Official figures on Thursday showed the number of people in employment rose at an annual rate of 3.3 percent in the three months to end-August, down from 3.9 percent in the previous three month period and at its slowest pace since the third quarter of 2004 when it hit 3.1 percent.
The total in employment increased by nearly 68,000 to 2,140,900, with non-Irish nationals - the majority of them from the 12 new European Union accession states - tentatively estimated to account for nearly 72 percent of the increase.
"I think the numbers are still impressive - 68,000 jobs year-on-year is phenomenal," said Bloxham Stockbrokers Chief Economist Alan McQuaid. The seasonally adjusted unemployment rate slipped to 4.4 percent from 4.5 percent in the previous three months, Ireland's Central Statistics Office (CSO) said in its Quarterly National Household Survey, which runs from December to November rather than following the calendar year.
"The drop in jobs growth is entirely explained by softer conditions in the construction industry but outside that the pace of growth has stabilised and may even be increasing in some sectors," said Austin Hughes, chief economist at IIB Bank.
"It suggests that outside the construction industry the economy remains extremely resilient and ... that some of the more gloomy forecasts may be too pessimistic."
The CSO said employment growth in the construction sector slowed to 1.7 percent in the year to the third quarter, compared to an annual rate of 6.7 percent in the previous quarter and a rate of 10.2 percent in the same period last year.

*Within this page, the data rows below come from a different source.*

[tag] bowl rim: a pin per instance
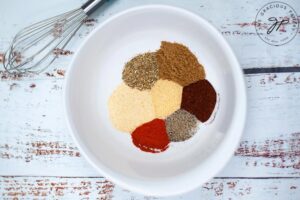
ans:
(236, 128)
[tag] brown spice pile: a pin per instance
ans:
(177, 63)
(199, 98)
(141, 72)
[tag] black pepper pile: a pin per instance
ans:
(171, 82)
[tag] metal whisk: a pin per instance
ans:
(35, 47)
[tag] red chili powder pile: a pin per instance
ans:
(151, 136)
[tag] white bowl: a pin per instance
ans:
(96, 71)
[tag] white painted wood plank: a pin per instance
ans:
(233, 18)
(35, 140)
(100, 188)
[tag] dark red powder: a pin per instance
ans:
(199, 99)
(151, 137)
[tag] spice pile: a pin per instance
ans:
(163, 99)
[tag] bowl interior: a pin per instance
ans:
(96, 71)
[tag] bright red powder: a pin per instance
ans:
(151, 137)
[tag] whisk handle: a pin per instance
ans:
(91, 5)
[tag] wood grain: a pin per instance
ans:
(100, 188)
(37, 141)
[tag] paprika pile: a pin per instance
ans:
(163, 99)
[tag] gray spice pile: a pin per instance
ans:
(181, 125)
(141, 72)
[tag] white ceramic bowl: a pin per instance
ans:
(96, 71)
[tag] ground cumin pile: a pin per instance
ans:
(177, 63)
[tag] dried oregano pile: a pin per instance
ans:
(163, 99)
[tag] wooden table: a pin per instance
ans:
(38, 158)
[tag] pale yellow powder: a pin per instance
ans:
(166, 96)
(130, 108)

A cooling in Ireland's seemingly unstoppable property and construction sectors has dented a national sense of well-being built up over a decade of boom, with turbulence in global financial markets and radically revised forecasts for domestic economic growth adding to jitters.
The number of immigrant workers, whose record numbers have helped drive Ireland's so-called "Celtic Tiger" economy in recent years, is also expected to drop significantly in 2008.
The CSO estimated that in the third quarter there were an estimated 341,600 non-nationals in the Irish Republic, of which 248,000 were in employment, accounting for nearly 12 percent of the workforce.
"There's no doubt that things are slowing down but ... we're still coming from a very high level," Bloxham's McQuaid said. "I think employment growth will continue to prosper for the next few quarters anyway - it may not be as strong as it was before but it will still be way above what others are doing."